Artist Natalie Brake’s innovative use of acrylics, fluid paints and epoxy resin is a visual delight, and her mix of bold and pastel colours swirling in a musical dance of joy has garnered her a robust following, with her art featured in homes and exhibitions around the world (her most recent Canadian exhibition took place at KWENCH Culture Club last Fall).
Born in Alberta, Natalie brings her East Indian, Mi’kmaq (Ktaqmkuk), Irish and Euro-Canadian heritage to her aesthetic, and her work is deeply informed by nature and its wonders.
Now based in Victoria half the year, and Mexico the other half, she began painting after an injury forced her professional Flamenco dance career to an abrupt halt. First experimenting with oil painting, she’s since expanded her repertoire and knowledge to embrace acrylics and resin.
Experiencing two very different cultures each year has broadened her perspective and approach as an artist. Of her adopted part-time home, she says “Mexico is a very vibrant country in terms of the culture, art history and the music.
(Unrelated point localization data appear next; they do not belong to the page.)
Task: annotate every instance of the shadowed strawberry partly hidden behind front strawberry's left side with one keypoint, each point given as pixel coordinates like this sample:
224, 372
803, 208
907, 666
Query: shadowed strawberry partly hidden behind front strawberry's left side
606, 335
When I’m here I am constantly exposed to the huge array of diversity in art and as an artist; my mind is more open because I see that there is so much I can create. For example, I can paint a fairly large mural in the town I live in by just walking down and asking a shop owner, and they will basically let me do whatever I want because murals are everywhere, they’re a very normal part of the cultural landscape.
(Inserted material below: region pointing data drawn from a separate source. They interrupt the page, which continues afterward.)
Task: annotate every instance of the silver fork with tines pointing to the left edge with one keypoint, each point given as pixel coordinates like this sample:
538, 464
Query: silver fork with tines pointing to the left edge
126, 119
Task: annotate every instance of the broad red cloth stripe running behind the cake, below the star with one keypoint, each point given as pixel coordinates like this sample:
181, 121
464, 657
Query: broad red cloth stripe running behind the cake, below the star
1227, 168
Also, living in both countries exposes me to different trends in interior design which is really interesting and challenging for me because I have clients in two very different markets, which I think expands my skill set.”
Lately, her time in Nayarit, Mexico has inspired a new form of canvas: surfboards, with the artist taking the same playful approach to transforming longboards as she does to her paintings.
What inspired the change? Her other passion, surfing. “I’m a longboarder,” says Natalie. “It’s a mellow, stylish and fun surf style as opposed to shortboarding which is a different type of fun – it’s fast and intense, with more adrenaline.
“I’d decided to have a custom board made for myself, and around the same time, one of the most popular longboarding competitions in the world was being held right here at our main surf break. One of the main competitors, Miguel Sinclair, also happened to be my board shaper of choice. I had asked Miguel if I could paint my new board for fun, and after visiting my studio he said yes.”
With her board in Sinclair’s hands, friends suggested Natalie approach the organizers surf invitational Mexilogfest to paint surfboards live at their recent competition. They said yes and she set up three boards at a pop-up studio at the event.
“I included my own 9’2 single fin longboard, from @MAS_surf, another longboard owned by Risa Mara Machuca who is a very accomplished female Mexican surfer and instructor, and also an Olympic qualifier for the Pan American games, and one for a very well known local athlete, Shanti Tilling whose partner had an old board hanging on his wall.”
Her experience, and the reaction to her work, was so positive Natalie now offers custom surfboard painting and has already started working on some for Vancouver Island surfers as she welcomes new commissions. She’s also looking forward to trying her hand at cold-water surfing when she returns to Canada.